Thoughts on supporting sophisticated pull queries: SQL to KV mapping

Tim Fox

unread,

Nov 23, 2019, 4:00:36 AM11/23/19

to ksql-dev

Hello folks,

As we start to look at implementing more complex pull queries than simple point lookups, I had some thoughts how we might do this. (I alluded to some of this on the ksql-dev list yesterday but wanted to post here as more sticky!)

Right now we use RocksDB as our state store. RocksDB is a KV store - and the way we use it currently is to store the message in the value. This works well for key lookups but for doing more complex WHERE clauses filtering on non key columns it becomes problematic - we would have to scan the entire table and deserialise each row to do the filtering operation - this would be very inefficient.

One solution to this would be to create new RocksDB databases to provide secondary indexes over the same message data, but this approach results in a proliferation of databases, and also creates consistency issues between updates to data and indexes.

A different approach would be to provide a mapping between SQL data and the KV store, such that any column value in a SQL table can be mapped to a unique key in the KV store. This approach is not new, and I won’t go into details on it. Please see links at bottom for detailed explanations.

To summarise the approach:

Any value in a SQL table can be mapped to a key such that:

key = table_name$primary_key_value$column_name

the value for that key would be the actual value of the data.

To lookup up a row with a particular primary key you ask RocksDB to retrieve all rows with key prefix “tablename$primary_key_value” (RocksDB supports prefix lookups). This will return one row for each column in the table.

Secondary indexes can also be created in a similar way by creating further keys, e.g.

Key = index_name$indexed_column_value$primary_key_value

TLDR, using this approach would allow us to store all of our SQL tables and indexes in a single RocksDB database. It would allow us to efficiently implement complex WHERE clauses with minimal serialisation overhead. It will also enable us to continue using RocksDB as our underlying storage engine - writing an efficient storage layer is no mean feat!
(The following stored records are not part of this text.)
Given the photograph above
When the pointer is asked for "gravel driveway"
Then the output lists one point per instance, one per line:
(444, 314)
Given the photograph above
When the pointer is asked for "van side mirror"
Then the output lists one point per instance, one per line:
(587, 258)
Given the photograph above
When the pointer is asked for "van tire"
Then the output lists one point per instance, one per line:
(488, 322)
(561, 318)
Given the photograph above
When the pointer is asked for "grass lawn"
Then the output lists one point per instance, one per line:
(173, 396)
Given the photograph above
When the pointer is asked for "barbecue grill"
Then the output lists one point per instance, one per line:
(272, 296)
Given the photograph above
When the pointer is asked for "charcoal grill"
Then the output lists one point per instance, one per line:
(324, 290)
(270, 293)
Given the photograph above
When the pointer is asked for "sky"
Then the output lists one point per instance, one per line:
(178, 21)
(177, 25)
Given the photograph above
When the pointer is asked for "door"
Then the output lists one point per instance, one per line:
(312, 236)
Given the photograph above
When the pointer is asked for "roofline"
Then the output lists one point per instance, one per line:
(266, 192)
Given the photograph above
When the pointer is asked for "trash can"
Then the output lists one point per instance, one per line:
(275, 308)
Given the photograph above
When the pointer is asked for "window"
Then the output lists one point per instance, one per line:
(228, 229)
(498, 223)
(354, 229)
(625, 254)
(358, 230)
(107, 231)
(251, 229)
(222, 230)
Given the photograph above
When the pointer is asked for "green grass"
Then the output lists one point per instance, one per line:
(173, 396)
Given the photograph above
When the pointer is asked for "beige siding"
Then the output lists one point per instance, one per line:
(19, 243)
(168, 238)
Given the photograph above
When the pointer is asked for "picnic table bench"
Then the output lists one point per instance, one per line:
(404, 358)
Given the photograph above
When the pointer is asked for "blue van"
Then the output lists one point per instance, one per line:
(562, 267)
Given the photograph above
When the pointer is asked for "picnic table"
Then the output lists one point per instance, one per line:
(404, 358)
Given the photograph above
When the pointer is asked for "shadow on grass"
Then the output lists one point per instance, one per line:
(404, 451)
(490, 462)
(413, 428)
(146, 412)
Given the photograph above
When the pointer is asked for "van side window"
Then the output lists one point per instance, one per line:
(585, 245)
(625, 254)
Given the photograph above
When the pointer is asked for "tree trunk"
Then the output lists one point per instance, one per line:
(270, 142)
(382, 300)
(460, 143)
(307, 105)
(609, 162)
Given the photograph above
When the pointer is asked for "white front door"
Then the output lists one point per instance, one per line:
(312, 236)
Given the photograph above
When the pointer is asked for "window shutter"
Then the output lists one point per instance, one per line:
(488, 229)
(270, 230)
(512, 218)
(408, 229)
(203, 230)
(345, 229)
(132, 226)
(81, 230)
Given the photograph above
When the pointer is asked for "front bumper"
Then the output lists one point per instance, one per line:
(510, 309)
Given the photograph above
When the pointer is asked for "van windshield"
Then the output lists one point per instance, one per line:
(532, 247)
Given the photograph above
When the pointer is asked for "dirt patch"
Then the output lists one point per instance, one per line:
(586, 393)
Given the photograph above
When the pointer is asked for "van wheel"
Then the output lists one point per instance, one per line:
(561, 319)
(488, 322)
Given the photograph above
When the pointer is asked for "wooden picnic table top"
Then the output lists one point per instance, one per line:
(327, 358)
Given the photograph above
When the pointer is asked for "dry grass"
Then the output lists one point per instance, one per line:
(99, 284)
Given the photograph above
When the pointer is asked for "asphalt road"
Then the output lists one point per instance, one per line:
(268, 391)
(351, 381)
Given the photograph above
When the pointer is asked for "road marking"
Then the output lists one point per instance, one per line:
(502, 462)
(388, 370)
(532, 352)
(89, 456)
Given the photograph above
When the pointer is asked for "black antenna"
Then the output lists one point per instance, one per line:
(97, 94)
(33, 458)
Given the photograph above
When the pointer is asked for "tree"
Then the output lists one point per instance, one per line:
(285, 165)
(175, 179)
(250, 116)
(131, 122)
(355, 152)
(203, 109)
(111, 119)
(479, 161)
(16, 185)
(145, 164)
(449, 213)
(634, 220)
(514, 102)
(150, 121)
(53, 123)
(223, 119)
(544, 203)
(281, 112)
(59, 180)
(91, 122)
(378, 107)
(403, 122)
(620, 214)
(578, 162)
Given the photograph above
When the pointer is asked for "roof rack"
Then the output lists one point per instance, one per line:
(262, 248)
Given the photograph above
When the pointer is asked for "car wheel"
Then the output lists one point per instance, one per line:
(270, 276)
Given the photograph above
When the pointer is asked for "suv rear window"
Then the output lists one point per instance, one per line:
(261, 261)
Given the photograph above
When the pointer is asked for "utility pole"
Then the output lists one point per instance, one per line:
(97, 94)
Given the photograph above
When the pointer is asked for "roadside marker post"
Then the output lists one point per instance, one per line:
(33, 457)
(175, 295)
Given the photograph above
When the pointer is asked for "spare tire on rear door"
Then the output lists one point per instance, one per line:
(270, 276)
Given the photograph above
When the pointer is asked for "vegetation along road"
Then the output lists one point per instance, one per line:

In order to use state stores from Kafka Streams such that our data is written in this new way, we would have to use the KS processor API instead of the KS DSL, and provide our own state store that knows how to write in this way, and we'd have to provide our own aggregator implementation. We'd also have to write the query engine to map the query to the to the KV lookups and do any joins, so it's a large piece of work, but considerably more tractable than writing a DB from the ground up. But, if we pull this off it will really strengthen ksqlDB's offering as a streaming database.

-----

This article has a pretty good explanation of mapping SQL data to KV data https://medium.com/@wishmithasmendis/from-rdbms-to-key-value-store-data-modeling-techniques-a2874906bc46

CockroachDB uses a similar approach to map SQL structures to KV stores (it also uses RocksDB as it’s underlying storage) https://www.cockroachlabs.com/blog/sql-in-cockroachdb-mapping-table-data-to-key-value-storage/ and https://github.com/cockroachdb/cockroach/blob/master/docs/tech-notes/encoding.md

Tim Fox

unread,

Nov 23, 2019, 4:20:21 AM11/23/19

to ksql-dev

Sorry for the weird whitespace! I'm pretty sure I didn't type it that way :(

Vinoth Chandar

unread,

Nov 25, 2019, 10:19:46 AM11/25/19

to Tim Fox, ksql-dev

Hi Tim,

thanks for starting this topic!

> we would have to scan the entire table and deserialise each row to do the filtering operation - this would be very inefficient.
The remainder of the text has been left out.